# Fast Serializing and Deserializing for Python.
`escode` is a very fast binary serialize/deserialize module for Python. It is written as a Python C-Extension and operates on most portable types. It is designed to be fast, generate small encoding sizes, and have a version that is indexable/sortable. This last part is the primary motivation for `escode` since most data retrieval happens via indexed range queries.
### Performance
Below is the space and time performance of `escode` as compared to other major encodings. It was generally faster, and produced sizes comparable to dense formats like `cbor` or `msgpack`. The code used can be found in the [benchmark](https://github.com/awable/escode/tree/master/benchmark) directory.
Method | Encode (μs) | xFaster | Decode (μs) | xFaster | Size | xSmaller
--- | --- | --- | --- | --- | --- | ---
escode | 981 | 1.00 | 2411 | 1.00 | 185 | 1.00
pickle | 1723 | 1.76 | 2697 | 1.12 | 233 | 1.26
json | 5185 | 5.28 | 7685 | 3.19 | 338 | 1.82
cbor | 1534 | 1.56 | 2456 | 1.02 | 180 | 0.97
ujson | 2017 | 2.06 | 3687 | 1.53 | 330 | 1.78
msgpack | 1329 | 1.36 | 3086 | 1.28 | 179 | 0.97
### Installation
```shell
# Requires gcc and python-dev
# Requires Python2.7+ or Python3+
pip install escode
```
### Usage
```python
import escode
data = {"id": <id>, "name":"James Maddison", ...}
blob = escode.encode(data)
db.put(<id>, blob)
...
dbdata = escode.decode(db.get(<id>))
assert dbdata == data
```
Most data retrieval for data happens via range queries which operates on data attributes. `escode.encode_index` produces an encoding that matches the sort order of the input. i.e.
```cmp(tup1, tup2) == cmp(encoded_tup1, encoded_tup2)```
Index encoding is **not decodable** as it skips some of info (like lengths for strings/collections)- it is only meant to be used to store and compare against an index of the same type.
```python
City = namedtuple('City', ('id', 'name', 'country', 'pop'))
citylist = [
City('city:1', 'Delhi', 'India', 19000000),
City('city:2', 'Mumbai', 'India', 18000000),
City('city:3', 'San Francisco', 'USA', 3000000),
City('city:4', 'Paris', 'France', 5000000),...]
INDEX_NAME = 'index:city:country_pop'
indextuples = []
for city in citylist:
# store data
db.put(city.id, city)
# store index
indextuple = (INDEX_NAME, city.country, city.pop)
indextuples.add(indextuple)
index = escode.encode_index(indextuple)
db.put(index, city.id)
#retrieval: Indian cities with pop between 1M and 5M
rangestart = escode.encode_index((INDEX_NAME,'India',1000000))
rangeend = escode.encode_index((INDEX_NAME,'India',5000000))
cityids = db.getrange(rangestart, rangeend)
indiancities = db.multiget(cityids)
# also useful for sorting
tuple_encodings = [
(indextup, escode.encode_index(indextup))
for indextup, cityid in indextuples]
# sorting by tuples is the same as sorting by the encodings
assert (sorted(indextuples, key=lambda tup_enc: tup_enc[0]) ==
sorted(indextuples, key=lambda tup_enc: tup_enc[1]))
```
### Format
Encodings use a 1 byte `headbyte` which stores the data type and some info, followed by a variable length (upto 8 bytes) number.
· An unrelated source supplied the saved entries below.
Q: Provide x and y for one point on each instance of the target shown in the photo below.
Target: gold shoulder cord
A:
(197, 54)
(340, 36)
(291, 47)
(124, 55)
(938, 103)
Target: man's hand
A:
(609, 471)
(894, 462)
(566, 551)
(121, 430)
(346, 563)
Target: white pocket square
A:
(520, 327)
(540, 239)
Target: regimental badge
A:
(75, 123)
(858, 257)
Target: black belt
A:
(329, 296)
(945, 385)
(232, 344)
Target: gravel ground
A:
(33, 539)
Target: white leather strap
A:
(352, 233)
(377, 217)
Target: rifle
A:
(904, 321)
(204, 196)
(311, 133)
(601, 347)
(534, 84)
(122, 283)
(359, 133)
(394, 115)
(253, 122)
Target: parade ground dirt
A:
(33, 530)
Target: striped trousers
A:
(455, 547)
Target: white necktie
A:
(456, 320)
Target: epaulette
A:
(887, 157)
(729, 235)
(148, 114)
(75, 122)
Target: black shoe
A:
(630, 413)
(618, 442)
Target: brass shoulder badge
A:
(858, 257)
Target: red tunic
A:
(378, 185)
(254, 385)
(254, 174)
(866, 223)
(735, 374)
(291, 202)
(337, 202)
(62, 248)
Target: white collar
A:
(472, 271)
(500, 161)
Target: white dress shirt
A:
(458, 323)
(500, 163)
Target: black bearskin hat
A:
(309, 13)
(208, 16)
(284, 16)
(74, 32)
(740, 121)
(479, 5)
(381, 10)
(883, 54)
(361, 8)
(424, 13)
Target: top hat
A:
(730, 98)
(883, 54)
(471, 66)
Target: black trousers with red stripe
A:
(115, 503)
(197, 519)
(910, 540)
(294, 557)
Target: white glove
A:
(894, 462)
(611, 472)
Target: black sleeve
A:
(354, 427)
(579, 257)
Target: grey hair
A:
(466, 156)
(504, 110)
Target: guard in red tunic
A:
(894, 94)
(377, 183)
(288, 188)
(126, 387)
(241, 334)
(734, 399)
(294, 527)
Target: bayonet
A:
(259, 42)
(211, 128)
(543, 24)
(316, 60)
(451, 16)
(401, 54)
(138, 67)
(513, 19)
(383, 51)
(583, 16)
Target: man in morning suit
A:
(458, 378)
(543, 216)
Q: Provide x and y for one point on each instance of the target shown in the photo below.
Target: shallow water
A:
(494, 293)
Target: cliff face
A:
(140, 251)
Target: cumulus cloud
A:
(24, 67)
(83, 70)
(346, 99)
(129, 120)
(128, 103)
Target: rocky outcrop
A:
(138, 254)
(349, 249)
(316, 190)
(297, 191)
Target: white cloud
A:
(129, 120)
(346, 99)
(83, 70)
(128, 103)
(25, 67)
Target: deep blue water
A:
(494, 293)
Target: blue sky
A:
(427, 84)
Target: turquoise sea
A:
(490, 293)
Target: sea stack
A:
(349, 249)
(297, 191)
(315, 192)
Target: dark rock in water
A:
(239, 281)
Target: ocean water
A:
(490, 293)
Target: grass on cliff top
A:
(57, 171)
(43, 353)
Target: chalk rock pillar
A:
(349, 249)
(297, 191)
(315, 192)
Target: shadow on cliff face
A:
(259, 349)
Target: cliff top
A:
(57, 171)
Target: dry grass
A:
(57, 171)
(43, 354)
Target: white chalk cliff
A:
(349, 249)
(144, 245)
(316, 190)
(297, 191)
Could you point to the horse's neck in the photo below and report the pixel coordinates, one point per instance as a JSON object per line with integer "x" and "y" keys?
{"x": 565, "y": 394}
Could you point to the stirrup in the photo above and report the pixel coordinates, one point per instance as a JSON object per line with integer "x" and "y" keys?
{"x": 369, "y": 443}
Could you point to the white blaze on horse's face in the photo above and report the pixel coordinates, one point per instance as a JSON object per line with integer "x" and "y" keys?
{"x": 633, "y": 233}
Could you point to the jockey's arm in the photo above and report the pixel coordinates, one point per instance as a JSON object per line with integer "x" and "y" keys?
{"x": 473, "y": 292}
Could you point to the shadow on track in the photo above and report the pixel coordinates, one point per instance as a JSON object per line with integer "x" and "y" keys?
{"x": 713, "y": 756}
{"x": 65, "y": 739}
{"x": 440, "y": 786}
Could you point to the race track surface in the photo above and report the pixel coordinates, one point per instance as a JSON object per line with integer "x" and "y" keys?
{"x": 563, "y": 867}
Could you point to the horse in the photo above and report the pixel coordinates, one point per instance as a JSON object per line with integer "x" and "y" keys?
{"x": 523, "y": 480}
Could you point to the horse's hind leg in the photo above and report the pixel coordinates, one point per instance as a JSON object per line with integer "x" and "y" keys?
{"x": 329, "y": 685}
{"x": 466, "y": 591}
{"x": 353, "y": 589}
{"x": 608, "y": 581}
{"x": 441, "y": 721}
This number is used to either store integer types or lengths for collections.
Index encodings are tricky to implement since one cannot simply concat the index tuples in order to maintain sort ordering i.e. `('a','z') < ('aa', 'z')` but `'az' > 'aaz'` This is accomplished in escode by using `'\x00\x00'` as the boundary between tuple elements, and escaping `\x00s` in the tuple elements themselves. Since elements like 8 byte zeros are fairly common, consecutive `\x00s` inside elements are compressed as an optimization.